Functional and structural properties of an in silico model of Plasmodium falciparum spermidine synthase

Abstract

Half of the world’s population live in 103 countries plagued by malaria and more than a million people die annually of this devastating disease. Between 300 and 500 million clinical cases presents itself annually in these countries. 90% of the world’s malaria occurs in sub-Saharan Africa and most infections are due to P. falciparum, the most virulent human malaria parasite. The poorest nations are most at risk and malaria is estimated to cost these already poverty stricken countries an estimated US$12 billion annually. The increase in drug resistance, especially multiple drug resistance, is of great concern and highlights the pressing need for new anti-malarials. Rational drug design is a method where a 3D structure is used to assist in the design of new drugs.

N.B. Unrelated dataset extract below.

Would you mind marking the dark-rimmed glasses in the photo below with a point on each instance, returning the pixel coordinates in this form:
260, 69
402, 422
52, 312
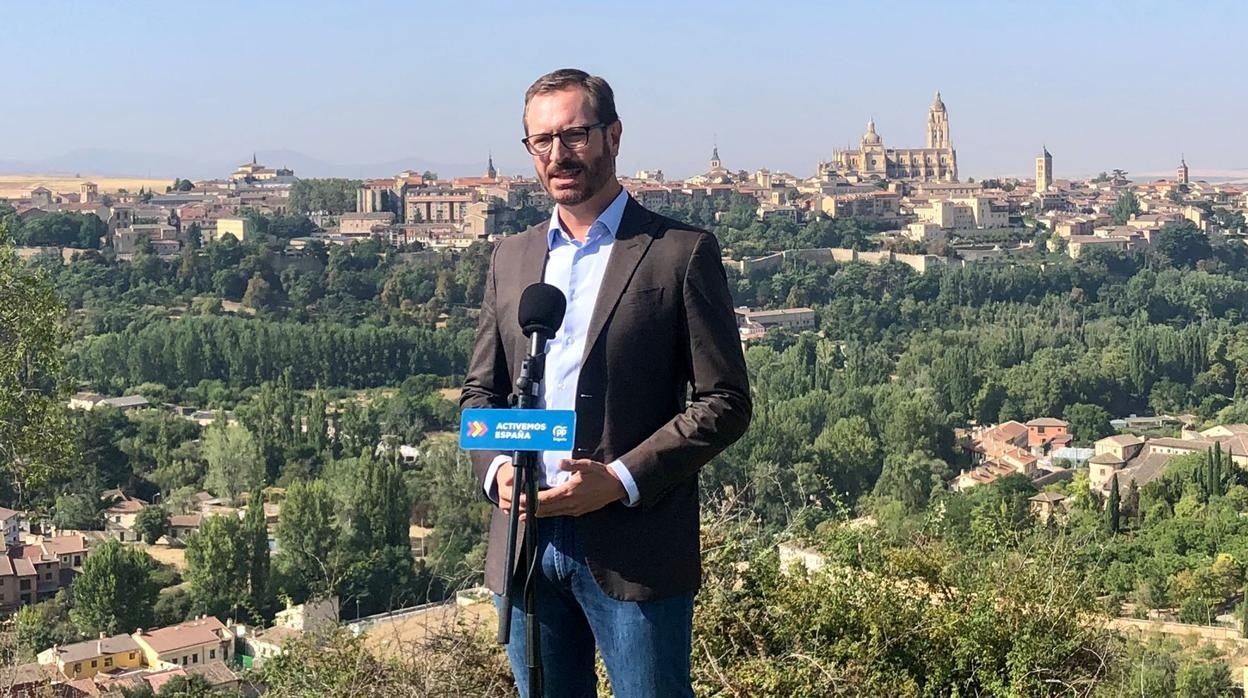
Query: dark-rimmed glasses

Since malaria proteins are difficult to express in high enough quantities to be crystallized, there are only a few malarial protein structures available that can be used in such studies. The use of computationally derived models provides an alternative to this limitation. In this study a computational approach was taken to gain further insight into the structure of PfSpmdSyn. The homology model of PfSpmdSyn was constructed from SpmdSyn of T. maritime and A. thaliana. The interactions between PfSpmdSyn and its two substrates, putrescine and dcAdoMet could not be obtained from docking studies and had to be derived from the substrate analogue AdoDATO. The PfSpmdSyn model was further refined by subjecting it to molecular dynamics to find the optimal interaction between the protein and substrates. The PfSpmdSyn homology models were partially validated by explaining mutational studies, which have been performed prior to the generation of the model. Additional mutational studies have been suggested to further validate the PfSpmdSyn homology model.